“I sold the book.” Penn felt it come out of his mouth like a bubble.

Just as she was catching her breath finally, she lost it again. “Oh. Penn. My love.”

“Can you believe it?”

“No. I mean yes. I mean how?”

“How do you mean how?” She could see him. Penn in jeans and a T-shirt and bare feet, a notebook in one hand, a pencil in the other, floating around in space, over the moon. She was sorrier than Sorry Ralph she was not there to witness, to share in, this joy. “I’m a genius author is how. I’m a prose rock star. I’m a soon-to-be-published novelist.”

“I should go away more often. You get so much accomplished. I had no idea the DN was even close to done.”

“Not the DN. The fairy tale. The Adventures of Grumwald and Princess Stephanie. Next fall, Rosie. At a bookstore near you.”

“The Adventures of Grumwald and Princess Stephanie? Is it a children’s book?”

“No. I mean yes. I mean sort of. They’ll cross-market it. They think parents will read it to kids. They think parents will read it themselves. They like its nuances and metaphor. They think it appeals and applies to everyone.”

“But it doesn’t have an ending.”

“It does now.”

“It does?” She was surprised to find herself, at once, heartbroken. She had been there at Grumwald’s inception. She had followed him through years of saga and setback, trial and triumph, palace and seashore, home and Away. She had seen him through transformations great and small. She had seen all his selves and loved him more than anyone. “I missed the end?”

“How could you miss the end?” Penn wondered. “Grum couldn’t end without you. It has an ending, not the end, a stopping point, no more than a pause really. You know how much of Grumwald’s story made the book? One percent. One percent of one percent. Most of Grumwald is only yours. Only a tiny, tiny bit is anyone else’s. Grumwald and Stephanie got an ending for the moment, an ending for everybody else. That’s all.”

“What is it?”

“What is what?”

“How does it for-the-moment end?”

“You’ll have to buy the book.”

“I live with the author.”

“Not at the moment you don’t. Come home. I’ll tell you the whole story.”

*

A few hours later, the five-year-old girl who’d presented with diarrhea, weight loss, and terrible stomach cramping was throwing up a foot-long worm into a bucket and looking very pleased with herself. She spoke not a word of English but kept pointing to herself then the worm then herself and grinning. Her mother, who also spoke not a word of English, was doing the same, gesticulating wildly back and forth between daughter and worm, but her face wore the opposite expression. She was not screaming in a language Rosie knew, but she understood clear as lagoons anyway the mother’s horror of this worm that had lately come out of her little girl. If they’d spoken the same language, Rosie would have laid her hand on the woman’s shoulder to commiserate: Oh the things that hide secretly in our children, lying in wait, doing untold damage, yearning to be free. Alarming us beyond all measure.

Rosie listened to K mediate an argument between the mother, who longed to put this incident behind her, and the girl, who apparently wanted to take the worm home as a pet, and then watched as K mimed, with great dignity, the need to wear shoes while defecating in bushes designated for doing so and to wash hands as well as food that came from the same patch of ground. Rosie’s eyes welled. How could she give all this up?

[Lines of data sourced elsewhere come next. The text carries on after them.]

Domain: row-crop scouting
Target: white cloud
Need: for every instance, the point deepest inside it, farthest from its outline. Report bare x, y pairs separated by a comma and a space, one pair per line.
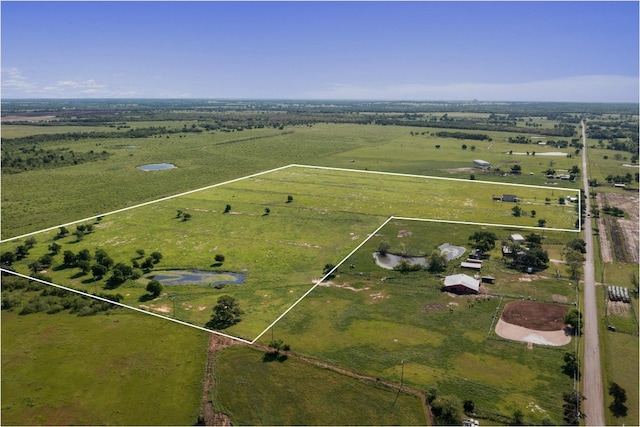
15, 84
14, 81
572, 89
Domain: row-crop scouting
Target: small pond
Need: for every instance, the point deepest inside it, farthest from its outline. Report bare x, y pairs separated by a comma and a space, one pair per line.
389, 261
198, 277
156, 167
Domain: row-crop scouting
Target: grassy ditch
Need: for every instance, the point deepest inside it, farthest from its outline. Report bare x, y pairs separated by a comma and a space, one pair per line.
123, 368
280, 244
254, 392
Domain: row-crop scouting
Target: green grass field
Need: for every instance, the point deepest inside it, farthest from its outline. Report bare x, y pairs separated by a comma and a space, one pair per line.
37, 199
124, 368
281, 253
254, 392
366, 319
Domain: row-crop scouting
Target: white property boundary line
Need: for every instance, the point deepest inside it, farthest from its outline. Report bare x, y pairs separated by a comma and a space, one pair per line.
123, 305
305, 167
322, 280
147, 203
326, 275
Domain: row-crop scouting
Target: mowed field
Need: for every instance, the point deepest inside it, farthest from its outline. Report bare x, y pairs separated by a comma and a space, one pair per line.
366, 318
122, 369
282, 253
43, 198
372, 320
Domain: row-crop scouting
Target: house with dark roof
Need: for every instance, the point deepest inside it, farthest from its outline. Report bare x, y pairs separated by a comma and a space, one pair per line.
461, 284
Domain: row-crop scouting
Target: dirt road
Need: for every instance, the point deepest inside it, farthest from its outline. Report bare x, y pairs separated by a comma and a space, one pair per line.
592, 374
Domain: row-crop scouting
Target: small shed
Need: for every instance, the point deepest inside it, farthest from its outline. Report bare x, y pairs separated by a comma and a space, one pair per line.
462, 284
517, 238
471, 265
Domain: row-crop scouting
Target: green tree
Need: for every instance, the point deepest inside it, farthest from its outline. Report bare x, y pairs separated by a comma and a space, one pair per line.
35, 266
484, 240
7, 258
84, 255
327, 269
46, 260
147, 264
21, 251
578, 245
574, 260
55, 248
447, 410
30, 242
84, 265
156, 256
571, 365
383, 248
98, 271
154, 287
618, 407
574, 319
437, 261
518, 418
227, 312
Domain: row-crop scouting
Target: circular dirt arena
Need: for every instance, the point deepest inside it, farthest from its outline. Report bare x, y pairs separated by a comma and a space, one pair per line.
534, 323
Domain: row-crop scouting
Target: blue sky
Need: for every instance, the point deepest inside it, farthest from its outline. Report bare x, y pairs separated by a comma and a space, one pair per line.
494, 51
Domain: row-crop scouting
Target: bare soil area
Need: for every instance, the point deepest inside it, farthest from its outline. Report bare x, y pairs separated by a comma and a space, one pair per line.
535, 315
624, 244
605, 244
534, 323
209, 416
628, 202
618, 308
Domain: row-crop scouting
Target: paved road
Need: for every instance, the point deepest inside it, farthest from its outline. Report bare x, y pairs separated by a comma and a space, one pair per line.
592, 375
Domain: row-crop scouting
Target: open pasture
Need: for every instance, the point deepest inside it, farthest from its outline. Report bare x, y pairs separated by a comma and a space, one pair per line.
370, 319
38, 198
124, 368
254, 392
281, 246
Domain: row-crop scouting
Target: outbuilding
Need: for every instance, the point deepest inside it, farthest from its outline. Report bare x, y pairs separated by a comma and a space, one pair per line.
510, 198
461, 284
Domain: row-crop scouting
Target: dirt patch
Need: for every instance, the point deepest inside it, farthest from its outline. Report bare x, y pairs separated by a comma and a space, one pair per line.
345, 285
535, 315
531, 336
209, 416
428, 308
530, 278
624, 232
618, 308
605, 245
559, 298
462, 170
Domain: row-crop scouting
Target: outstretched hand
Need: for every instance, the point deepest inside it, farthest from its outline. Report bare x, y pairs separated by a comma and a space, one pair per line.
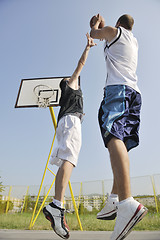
90, 42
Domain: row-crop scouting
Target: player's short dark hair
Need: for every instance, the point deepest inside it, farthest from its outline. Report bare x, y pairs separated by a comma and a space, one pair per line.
126, 21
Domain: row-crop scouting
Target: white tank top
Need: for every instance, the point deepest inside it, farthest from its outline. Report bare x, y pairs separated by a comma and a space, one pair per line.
121, 55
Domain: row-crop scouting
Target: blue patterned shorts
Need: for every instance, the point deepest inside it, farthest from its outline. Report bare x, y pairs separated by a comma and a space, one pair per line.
119, 115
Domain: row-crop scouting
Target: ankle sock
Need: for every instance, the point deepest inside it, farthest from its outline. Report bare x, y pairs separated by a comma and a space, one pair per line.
112, 195
126, 200
58, 203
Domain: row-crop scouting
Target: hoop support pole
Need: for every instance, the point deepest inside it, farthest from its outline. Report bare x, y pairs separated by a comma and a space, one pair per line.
31, 222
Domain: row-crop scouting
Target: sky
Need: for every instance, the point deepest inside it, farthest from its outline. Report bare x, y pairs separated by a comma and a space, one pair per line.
45, 38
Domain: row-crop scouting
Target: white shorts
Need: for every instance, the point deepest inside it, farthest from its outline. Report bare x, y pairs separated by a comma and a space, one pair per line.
69, 140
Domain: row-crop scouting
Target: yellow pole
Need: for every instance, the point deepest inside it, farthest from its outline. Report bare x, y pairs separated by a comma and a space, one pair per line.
154, 190
74, 204
55, 125
103, 191
25, 199
42, 181
9, 194
53, 117
79, 199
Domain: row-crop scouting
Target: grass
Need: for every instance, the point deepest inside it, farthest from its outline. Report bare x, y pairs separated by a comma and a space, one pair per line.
89, 222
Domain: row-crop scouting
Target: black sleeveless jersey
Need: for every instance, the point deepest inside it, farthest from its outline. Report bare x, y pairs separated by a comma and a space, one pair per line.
71, 101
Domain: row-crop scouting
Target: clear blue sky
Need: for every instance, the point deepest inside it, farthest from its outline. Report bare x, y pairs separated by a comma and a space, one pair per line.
45, 38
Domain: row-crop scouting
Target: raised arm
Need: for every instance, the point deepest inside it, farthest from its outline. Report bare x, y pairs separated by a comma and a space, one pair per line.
107, 33
73, 81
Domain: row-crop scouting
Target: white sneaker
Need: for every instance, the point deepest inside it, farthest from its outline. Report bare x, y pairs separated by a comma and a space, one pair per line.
129, 213
109, 212
56, 216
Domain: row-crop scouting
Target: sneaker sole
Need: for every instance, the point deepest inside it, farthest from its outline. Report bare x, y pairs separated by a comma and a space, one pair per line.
137, 217
49, 217
106, 217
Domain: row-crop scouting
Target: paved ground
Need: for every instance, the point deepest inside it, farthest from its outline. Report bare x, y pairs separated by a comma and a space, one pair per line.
75, 235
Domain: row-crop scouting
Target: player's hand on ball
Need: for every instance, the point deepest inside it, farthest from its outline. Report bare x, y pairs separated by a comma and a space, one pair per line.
90, 42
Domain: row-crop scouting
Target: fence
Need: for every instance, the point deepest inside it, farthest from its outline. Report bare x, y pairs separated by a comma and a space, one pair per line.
91, 194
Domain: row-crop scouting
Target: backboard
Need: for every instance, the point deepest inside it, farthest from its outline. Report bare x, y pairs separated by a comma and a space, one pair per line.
39, 92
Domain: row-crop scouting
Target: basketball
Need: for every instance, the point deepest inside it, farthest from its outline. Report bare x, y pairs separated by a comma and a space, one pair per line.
93, 20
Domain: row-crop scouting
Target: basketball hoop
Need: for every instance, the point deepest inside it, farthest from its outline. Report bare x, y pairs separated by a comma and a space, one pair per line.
43, 94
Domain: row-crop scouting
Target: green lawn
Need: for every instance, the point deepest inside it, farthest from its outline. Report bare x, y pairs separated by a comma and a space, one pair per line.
89, 222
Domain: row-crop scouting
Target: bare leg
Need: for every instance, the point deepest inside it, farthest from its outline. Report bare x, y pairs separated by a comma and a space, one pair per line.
62, 178
120, 166
114, 188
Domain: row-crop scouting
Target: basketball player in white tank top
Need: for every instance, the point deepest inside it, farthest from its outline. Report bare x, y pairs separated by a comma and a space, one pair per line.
119, 118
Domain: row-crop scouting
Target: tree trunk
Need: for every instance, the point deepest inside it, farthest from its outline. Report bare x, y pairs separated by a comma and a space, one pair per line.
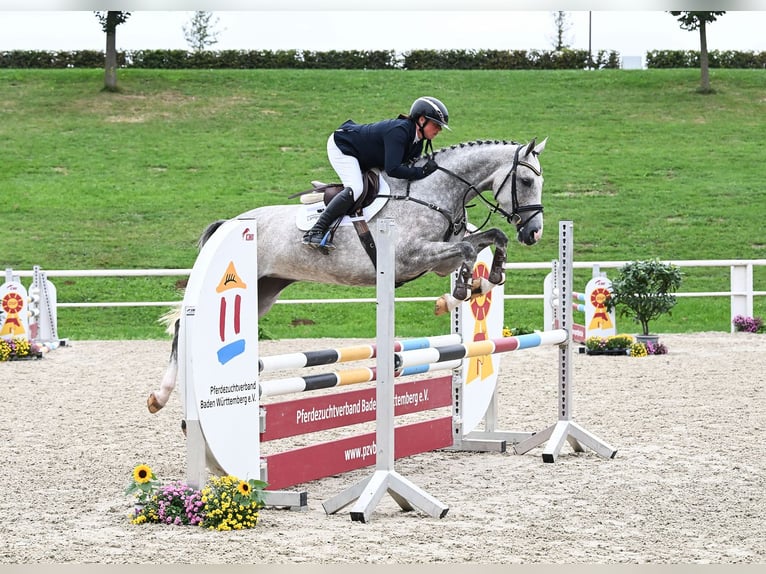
704, 68
110, 66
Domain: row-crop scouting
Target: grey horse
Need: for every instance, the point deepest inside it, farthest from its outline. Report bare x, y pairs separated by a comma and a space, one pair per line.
432, 231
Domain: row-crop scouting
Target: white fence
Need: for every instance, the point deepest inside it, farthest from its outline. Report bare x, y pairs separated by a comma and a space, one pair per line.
740, 291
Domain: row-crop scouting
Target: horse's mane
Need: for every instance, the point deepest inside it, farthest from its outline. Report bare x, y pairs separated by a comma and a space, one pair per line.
475, 143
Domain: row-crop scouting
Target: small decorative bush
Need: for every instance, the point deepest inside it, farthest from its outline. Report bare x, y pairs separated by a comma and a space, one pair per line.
225, 503
643, 291
622, 344
748, 324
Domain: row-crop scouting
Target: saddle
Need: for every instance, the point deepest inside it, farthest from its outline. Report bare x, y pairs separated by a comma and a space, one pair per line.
326, 191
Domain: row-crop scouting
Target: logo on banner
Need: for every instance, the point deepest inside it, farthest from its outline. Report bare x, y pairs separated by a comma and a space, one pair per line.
229, 327
480, 367
12, 304
601, 319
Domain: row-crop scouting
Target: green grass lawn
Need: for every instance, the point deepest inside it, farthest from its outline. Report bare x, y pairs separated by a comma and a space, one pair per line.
644, 166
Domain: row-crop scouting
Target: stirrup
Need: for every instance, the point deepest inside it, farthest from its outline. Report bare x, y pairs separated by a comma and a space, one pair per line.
318, 240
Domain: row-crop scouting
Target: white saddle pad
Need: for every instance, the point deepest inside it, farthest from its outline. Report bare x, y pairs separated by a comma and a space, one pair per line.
310, 212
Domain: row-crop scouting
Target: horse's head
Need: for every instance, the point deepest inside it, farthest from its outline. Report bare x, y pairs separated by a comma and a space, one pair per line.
518, 191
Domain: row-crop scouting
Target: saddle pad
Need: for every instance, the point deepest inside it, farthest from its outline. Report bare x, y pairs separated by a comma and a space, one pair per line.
309, 213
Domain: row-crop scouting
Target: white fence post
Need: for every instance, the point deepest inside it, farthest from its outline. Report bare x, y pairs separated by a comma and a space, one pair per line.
741, 291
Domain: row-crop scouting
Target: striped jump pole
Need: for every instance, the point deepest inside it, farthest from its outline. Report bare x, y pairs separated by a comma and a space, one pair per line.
346, 354
479, 348
290, 385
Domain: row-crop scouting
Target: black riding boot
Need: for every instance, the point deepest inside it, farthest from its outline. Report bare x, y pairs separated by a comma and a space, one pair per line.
338, 207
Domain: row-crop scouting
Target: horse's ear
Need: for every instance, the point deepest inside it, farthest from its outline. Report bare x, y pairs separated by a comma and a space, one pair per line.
540, 147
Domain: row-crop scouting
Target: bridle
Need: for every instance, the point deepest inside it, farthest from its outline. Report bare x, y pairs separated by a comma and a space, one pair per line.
517, 215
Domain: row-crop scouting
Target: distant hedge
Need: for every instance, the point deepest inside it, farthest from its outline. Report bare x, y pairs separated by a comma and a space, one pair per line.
374, 59
306, 59
716, 59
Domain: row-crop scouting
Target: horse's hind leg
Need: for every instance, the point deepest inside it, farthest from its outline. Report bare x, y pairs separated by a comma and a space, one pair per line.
159, 398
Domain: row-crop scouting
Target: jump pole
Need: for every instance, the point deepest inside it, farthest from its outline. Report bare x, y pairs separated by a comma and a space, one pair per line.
370, 491
565, 428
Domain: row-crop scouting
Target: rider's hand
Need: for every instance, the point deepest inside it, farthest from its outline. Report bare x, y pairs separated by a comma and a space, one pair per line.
430, 167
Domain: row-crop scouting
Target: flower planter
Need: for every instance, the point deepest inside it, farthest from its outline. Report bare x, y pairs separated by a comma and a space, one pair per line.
653, 339
623, 352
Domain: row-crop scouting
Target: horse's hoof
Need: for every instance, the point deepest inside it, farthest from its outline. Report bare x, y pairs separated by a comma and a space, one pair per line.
497, 278
153, 404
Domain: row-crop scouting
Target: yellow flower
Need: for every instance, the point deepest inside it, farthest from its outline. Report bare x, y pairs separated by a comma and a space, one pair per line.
142, 474
243, 488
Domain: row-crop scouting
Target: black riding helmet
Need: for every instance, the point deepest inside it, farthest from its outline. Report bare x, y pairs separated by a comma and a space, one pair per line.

The woman who had given birth to twins the night before was meeting with the monk. Apparently, monks in the hills were something like pubs in small towns in the English countryside—there was one main one which served everyone and in all capacities. Because the second baby had taken so long being born, the twins actually had different birthdays, one born late Friday night, the other early Saturday morning. The mother was weepy and weak, and Rosie was standing by to reassure her—and the monk—that both babies were healthy and that their mother, though she had lost a lot of blood, would be back on her feet after a few days of spinach and red meat. From what she could gather, however, via K’s UN-style simultaneous translation, this was not the woman’s concern.

“I will keep the baby born on Friday,” the mom wept to the monk, “but I am giving the Saturday one to you. Saturday babies are stubborn. They don’t listen. I have three more children at home. I can only take one more. I can only have ones who are well behaved.”

“I understand.” The monk nodded kindly then added, to Rosie’s shock, “This baby is mine now.”

“Thank you,” the mom wept, clasping his hand to her forehead. “Thank you, thank you.”

The monk dipped a bundle of twigs in a pan of water and sprayed it over both babies and their mother. He said a great many things Rosie did not understand, which caused the mother to cry even harder and to which K merely nodded along. Then the monk told the mother, “I have blessed this baby and spoken with him. He will be a good baby and well behaved always. I wonder if you would take care of him for me? I promise he will be a good boy.”

“Yes, oh yes,” the mother sobbed. “Thank you, thank you. I would be honored to take care of him for you. We will take him into our family as our own.”